Reinventing
the wheel (1)

Original page created on 22/02/2017.

At the risk of disappointing you, I confess humbly: I did not invent the butter slicer nor the wheel. In this section, I pinch others’ inventions, and I bring them back to you at my sauce.

  1. A tool holder (above).
  2. A woodworker’s clamp for a workbench.
  3. For storing profiles.
  4. Architectural LED lamp.
  5. Router template.

A tool holder

There is an almost infinite variety of tool holders. To support my most commonly used tools: pliers, tweezers, scalpels, there is the classic wall rack, or, more modern, the magnetic bar (but I also have tools in non-magnetic materials). In both cases, you need… a wall to fix the object.

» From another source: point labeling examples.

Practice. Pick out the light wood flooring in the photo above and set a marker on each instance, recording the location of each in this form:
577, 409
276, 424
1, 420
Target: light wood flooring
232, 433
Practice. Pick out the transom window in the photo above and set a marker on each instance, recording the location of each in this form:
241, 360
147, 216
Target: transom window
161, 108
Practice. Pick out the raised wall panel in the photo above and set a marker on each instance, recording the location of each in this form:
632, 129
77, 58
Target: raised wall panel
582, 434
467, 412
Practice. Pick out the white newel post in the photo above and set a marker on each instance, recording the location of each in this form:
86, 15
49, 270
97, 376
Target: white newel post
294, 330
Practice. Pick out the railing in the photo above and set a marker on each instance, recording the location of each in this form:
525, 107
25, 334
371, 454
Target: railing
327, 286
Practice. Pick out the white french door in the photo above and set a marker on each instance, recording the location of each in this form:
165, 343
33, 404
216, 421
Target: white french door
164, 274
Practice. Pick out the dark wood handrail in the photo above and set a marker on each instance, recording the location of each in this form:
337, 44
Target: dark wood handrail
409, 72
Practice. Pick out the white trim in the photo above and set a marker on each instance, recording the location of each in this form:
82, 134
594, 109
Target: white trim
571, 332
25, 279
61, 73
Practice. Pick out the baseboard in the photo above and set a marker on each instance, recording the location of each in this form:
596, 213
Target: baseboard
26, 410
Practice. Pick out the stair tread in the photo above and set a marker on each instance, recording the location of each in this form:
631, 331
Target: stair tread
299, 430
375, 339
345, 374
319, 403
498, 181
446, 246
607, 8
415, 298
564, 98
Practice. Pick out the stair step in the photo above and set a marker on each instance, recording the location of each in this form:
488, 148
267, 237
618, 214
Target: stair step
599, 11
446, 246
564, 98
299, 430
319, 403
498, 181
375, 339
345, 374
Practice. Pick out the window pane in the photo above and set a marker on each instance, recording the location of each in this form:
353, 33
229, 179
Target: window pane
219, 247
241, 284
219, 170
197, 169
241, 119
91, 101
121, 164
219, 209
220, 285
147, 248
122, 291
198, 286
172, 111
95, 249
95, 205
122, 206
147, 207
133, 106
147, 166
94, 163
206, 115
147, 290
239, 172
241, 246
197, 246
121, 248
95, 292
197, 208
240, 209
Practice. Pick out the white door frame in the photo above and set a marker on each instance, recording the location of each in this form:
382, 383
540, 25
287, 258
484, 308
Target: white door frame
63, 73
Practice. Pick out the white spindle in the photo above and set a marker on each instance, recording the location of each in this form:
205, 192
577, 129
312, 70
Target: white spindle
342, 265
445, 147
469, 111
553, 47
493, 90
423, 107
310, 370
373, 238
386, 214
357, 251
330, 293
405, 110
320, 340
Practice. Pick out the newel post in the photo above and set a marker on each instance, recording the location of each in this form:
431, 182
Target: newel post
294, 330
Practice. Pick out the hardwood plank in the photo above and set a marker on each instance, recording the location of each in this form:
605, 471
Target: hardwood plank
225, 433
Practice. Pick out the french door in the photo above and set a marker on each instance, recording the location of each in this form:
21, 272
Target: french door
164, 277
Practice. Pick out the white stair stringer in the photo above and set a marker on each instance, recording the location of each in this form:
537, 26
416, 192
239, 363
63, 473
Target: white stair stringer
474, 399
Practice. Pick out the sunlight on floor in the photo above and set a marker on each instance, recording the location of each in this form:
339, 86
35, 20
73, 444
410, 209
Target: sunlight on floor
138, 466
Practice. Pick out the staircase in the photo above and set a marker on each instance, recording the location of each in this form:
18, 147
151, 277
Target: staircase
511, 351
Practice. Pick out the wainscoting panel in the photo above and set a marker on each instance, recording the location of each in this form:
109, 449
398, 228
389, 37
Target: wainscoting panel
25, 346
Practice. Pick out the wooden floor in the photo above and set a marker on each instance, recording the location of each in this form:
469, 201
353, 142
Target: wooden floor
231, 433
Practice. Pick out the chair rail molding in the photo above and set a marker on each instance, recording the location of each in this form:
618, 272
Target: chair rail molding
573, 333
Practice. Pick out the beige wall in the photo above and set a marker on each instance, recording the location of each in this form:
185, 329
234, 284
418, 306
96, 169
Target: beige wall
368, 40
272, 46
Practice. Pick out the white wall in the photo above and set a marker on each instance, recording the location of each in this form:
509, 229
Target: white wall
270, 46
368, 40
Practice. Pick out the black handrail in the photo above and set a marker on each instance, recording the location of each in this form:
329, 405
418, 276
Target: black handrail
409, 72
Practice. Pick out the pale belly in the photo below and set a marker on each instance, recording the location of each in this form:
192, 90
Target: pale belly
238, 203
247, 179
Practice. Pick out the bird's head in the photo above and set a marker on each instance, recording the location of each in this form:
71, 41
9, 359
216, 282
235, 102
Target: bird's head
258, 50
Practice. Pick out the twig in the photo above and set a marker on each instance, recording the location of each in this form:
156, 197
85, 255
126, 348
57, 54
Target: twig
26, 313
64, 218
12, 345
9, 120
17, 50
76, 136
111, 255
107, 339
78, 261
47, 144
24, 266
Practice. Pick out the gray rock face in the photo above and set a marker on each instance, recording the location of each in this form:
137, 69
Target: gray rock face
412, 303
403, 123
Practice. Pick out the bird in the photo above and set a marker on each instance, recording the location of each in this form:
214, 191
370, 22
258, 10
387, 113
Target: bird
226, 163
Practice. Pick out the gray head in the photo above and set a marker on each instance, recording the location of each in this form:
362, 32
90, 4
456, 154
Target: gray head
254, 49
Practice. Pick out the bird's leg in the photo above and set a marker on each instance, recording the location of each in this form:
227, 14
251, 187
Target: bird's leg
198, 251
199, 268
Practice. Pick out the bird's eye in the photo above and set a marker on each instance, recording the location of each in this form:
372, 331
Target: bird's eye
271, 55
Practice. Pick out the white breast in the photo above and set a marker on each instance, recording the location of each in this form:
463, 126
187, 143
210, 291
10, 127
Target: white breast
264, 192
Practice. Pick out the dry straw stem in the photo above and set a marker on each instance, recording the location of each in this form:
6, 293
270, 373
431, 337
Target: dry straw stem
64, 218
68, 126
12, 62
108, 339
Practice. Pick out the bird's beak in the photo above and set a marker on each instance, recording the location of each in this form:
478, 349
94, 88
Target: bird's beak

Now, in the room which I use as a workshop, the walls near my table are all already occupied by shelves. So, these solutions are not practicable for me.

Spotted at Cookson-CLAL, a commercial website specializing in supplies for jewellers, this less than €10 pliers holder appeared to me very clever in its simplicity: placed on the table, it can be stored elsewhere when no longer needed. But it lacks flexibility for my needs: support too thick for tweezers, and nothing for scalpels, drill bit holders and other tools of cylindrical shape. Here is the adaptation I made of it.

Cookson pliers holder

Photo Cookson-CLAL

Composition

My tool holder consists of only three parts: a sufficiently wide base for stability, a thin vertical support, and an elongated-cylindrical-tool-holder rack, which I will call for more simplicity scalpel rack.

The dimensions and the materials are to be adapted to each particular case. I used only salvage materials. The base is made of 10 mm thick, 420 × 100 mm wide plywood. The support is in 4 mm thick, 420 × 100 mm hardboard. In use, the height is too low for some tweezers, 120 mm would have been better. The scalpel rack is also a 10 mm thick, 150 × 25 mm piece of plywood.

Building and assembly

The base gets a 5 mm deep, 4 mm wide groove by milling, to receive the support. It is also hollowed out with 8 to 10 mm diameter holes corresponding to those of the rack. It can be clever to drill the two pieces together — that’s what I told myself afterwards…

The bracket simply has its lower side chamfered to facilitate its embedding in the base. It will be glued on with vinyl wood glue.

The rack is perforated with 10 mm diameter holes approximately distant of 20 mm. It is glued to the support with wood glue at mid height. To me, no need to strengthen this gluing, but it’s always possible to put a screw or two from the back.

I think the following pictures are sufficiently explicit not to require more details.

The thing in pictures

Home made tool holder

Home made tool holder

And at last, I no longer lose five minutes looking where I was able to put these ?ϠѬ?₰ pliers!